How would you describe your character?
He’s a drunken bastard and he gets to shout at people a lot, and it’s nice to play somebody like that sometimes! I’ve known some alcoholics over the years and you never know how they are going to be from one minute to the next; it’s very exciting to play that sort of unpredictable character.
What’s the funniest/oddest/most notable thing that’s happened during rehearsals or the tour of Otherwise Engaged?
We’ve had some very interesting moments. We rehearse above a Church and they have play groups going on so we often get bursts of “If you’re happy and you know it...” coming through! And Richard is extremely entertaining and given to developing lines with his own quick wit. We’ve laughed a lot; an enormous amount.
Why should audiences come & see Otherwise Engaged at the Criterion? Give us your most persuasive case!
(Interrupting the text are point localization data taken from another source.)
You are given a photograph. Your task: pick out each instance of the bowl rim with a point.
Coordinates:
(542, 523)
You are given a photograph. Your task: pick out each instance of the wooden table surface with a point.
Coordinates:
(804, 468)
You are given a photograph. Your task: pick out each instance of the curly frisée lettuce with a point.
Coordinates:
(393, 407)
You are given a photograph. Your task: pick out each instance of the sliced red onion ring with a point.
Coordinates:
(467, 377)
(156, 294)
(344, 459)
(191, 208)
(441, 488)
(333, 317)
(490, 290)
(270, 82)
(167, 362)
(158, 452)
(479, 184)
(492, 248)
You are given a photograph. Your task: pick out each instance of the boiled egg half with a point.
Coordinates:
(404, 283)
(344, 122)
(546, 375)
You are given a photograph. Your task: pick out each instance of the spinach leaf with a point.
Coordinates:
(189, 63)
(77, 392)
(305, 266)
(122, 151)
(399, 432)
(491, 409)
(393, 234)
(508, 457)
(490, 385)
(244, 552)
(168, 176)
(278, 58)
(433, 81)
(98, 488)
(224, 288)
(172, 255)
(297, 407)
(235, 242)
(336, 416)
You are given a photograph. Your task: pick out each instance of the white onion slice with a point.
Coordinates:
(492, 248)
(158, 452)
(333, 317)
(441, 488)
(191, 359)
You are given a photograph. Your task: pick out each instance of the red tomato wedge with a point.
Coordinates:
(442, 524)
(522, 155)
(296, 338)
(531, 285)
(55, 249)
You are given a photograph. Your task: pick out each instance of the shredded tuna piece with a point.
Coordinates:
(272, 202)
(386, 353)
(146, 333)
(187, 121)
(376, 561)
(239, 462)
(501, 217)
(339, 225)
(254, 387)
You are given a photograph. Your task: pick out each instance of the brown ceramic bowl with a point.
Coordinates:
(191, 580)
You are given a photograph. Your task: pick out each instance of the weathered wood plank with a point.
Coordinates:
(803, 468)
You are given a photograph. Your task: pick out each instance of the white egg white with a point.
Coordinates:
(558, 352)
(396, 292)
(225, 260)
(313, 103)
It’s beautifully written, it feels like its cyclical, it feels like one thing leads to another and you’re basically watching this man’s life go down the plug hole and get wrenched from under him; and yet its very optimistic at the same time. I’m amazed it’s not been performed more often. It’s very current, it’s not a comment on anything happening today, but it’s fascinating to see how our preconceptions about people and situations can change.
What are your future plans?
None yet, I’ll see what happens really. I may well go back to the States because I haven’t been back there for a couple of years, and as a family we’d all like to go back so we might do that in February.